A lot of people assume that if you write a book, every detail came out of your head, so you must be able to remember every detail. Not so, unfortunately. Twenty-one books later, my head’s filled with other stuff.
It was interesting to see how much my writing has changed – the things I did then, but wouldn’t do now. And yet I wouldn’t go back and change that text, given the chance. I was pretty impressed with how well I’d done with my first book (excuse my brief wallowing in egotism); there are some fairly imaginative leaps, but also some pretty complex sentences there that I’d hesitate to put in now, for fear of losing weaker readers. In fact, it’s a strange experience, rediscovering one of your own books.
With ‘Harvest Tide’ and its sequel, ‘Under Fragile Stone’, I went all out in creating a world from scratch, packing the stories with all sorts of ideas, adding some stuff in just for the sheer fun of it. Am I a better writer now? I’m definitely more disciplined, more deliberate about my effect on the reader now, more conscious of my audience.

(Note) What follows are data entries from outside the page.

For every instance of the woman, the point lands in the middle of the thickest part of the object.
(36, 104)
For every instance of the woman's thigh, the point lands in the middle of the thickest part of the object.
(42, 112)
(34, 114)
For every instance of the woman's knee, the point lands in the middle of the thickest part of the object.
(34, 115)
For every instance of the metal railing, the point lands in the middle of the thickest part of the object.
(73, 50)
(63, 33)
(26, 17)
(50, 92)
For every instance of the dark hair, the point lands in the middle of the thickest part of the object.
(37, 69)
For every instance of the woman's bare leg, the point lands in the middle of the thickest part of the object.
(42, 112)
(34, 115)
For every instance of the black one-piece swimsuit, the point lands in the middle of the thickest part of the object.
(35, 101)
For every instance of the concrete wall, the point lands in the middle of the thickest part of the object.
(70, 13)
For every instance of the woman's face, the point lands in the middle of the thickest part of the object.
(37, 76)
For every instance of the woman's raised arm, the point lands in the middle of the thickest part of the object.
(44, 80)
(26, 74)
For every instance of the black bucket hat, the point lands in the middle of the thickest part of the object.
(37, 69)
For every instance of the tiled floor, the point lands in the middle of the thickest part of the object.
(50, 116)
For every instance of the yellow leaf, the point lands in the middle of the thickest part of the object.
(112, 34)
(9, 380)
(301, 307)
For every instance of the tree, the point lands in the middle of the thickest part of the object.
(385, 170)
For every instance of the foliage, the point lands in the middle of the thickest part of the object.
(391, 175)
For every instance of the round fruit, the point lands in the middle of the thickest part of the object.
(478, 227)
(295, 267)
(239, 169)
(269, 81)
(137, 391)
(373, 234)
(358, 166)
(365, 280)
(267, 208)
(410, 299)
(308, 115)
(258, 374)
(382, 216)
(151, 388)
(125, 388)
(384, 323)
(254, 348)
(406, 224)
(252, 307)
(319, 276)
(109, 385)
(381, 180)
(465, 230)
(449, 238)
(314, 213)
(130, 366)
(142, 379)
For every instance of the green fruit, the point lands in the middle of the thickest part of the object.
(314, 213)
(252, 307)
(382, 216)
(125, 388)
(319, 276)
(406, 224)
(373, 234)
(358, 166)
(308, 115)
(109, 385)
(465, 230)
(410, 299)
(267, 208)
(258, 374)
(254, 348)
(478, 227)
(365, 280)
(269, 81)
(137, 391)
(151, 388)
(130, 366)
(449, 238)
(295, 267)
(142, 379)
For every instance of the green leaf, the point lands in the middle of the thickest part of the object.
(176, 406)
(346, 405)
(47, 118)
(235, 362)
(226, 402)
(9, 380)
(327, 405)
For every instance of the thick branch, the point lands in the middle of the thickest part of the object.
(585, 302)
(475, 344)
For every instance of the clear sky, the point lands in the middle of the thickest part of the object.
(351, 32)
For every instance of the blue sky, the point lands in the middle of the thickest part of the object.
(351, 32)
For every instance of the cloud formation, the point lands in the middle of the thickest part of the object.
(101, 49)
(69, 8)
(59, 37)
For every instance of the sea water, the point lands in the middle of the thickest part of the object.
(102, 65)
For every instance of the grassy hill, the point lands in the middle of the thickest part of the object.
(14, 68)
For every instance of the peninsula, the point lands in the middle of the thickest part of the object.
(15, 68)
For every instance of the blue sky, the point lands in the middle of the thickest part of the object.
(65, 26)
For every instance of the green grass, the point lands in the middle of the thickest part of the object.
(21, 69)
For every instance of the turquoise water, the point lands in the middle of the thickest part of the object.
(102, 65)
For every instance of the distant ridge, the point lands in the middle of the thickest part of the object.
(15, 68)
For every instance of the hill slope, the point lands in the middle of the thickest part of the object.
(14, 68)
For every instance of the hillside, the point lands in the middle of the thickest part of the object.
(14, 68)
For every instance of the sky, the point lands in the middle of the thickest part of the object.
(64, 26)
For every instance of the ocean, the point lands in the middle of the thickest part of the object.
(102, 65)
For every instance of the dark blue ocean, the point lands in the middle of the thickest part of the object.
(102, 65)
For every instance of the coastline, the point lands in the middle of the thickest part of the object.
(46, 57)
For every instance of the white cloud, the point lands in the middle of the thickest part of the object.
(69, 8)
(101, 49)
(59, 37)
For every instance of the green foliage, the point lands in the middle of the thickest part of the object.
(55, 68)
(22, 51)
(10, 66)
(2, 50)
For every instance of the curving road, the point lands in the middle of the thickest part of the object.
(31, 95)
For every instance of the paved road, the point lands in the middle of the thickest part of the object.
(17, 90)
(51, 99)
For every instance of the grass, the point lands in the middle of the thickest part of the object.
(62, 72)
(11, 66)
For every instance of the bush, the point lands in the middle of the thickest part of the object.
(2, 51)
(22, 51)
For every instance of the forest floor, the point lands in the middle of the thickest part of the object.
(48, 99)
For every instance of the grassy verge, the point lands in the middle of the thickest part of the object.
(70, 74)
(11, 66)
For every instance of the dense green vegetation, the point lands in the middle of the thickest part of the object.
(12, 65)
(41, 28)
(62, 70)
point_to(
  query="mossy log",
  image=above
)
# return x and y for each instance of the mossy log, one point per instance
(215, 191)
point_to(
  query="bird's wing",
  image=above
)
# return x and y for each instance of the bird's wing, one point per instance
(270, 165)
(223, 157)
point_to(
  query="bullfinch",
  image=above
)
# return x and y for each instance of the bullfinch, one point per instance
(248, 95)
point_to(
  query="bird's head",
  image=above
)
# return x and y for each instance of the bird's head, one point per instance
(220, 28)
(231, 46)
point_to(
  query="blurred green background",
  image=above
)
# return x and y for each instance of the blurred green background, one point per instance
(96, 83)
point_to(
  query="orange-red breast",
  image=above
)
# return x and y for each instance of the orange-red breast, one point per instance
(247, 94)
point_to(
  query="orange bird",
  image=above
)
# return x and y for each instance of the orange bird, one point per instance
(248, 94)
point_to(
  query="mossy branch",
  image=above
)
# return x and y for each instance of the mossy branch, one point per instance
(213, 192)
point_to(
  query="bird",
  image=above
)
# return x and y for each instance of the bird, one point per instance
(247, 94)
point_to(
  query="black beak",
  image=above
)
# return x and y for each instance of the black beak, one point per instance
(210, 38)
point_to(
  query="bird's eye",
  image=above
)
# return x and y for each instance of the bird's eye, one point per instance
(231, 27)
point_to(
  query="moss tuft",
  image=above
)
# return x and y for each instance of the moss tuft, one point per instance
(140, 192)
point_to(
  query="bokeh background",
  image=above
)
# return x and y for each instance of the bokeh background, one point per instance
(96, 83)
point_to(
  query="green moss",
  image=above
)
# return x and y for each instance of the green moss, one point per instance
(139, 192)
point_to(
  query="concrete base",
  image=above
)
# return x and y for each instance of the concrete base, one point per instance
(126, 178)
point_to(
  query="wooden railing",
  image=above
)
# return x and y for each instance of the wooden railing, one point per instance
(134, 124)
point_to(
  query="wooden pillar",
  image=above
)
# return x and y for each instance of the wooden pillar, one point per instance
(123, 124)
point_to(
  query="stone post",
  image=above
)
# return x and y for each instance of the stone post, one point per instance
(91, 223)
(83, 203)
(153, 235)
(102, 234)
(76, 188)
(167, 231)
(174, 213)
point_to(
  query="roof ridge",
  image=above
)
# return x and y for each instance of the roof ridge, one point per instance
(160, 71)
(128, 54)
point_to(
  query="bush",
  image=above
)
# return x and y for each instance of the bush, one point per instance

But are my later books any better? I don’t know – that’s how I wrote back then and I don’t think I’d change a word now, if only because I believe you can’t dwell on a book once it’s done and out of your head. Better to move on and concentrate on the next one. It’s always been the plan to go back to the Archisans’ world some day – I’d originally planned five or six books – but it’s not on the cards just yet. It would be interesting to see how I’d write one of those books now. Some day, though, when the time is right.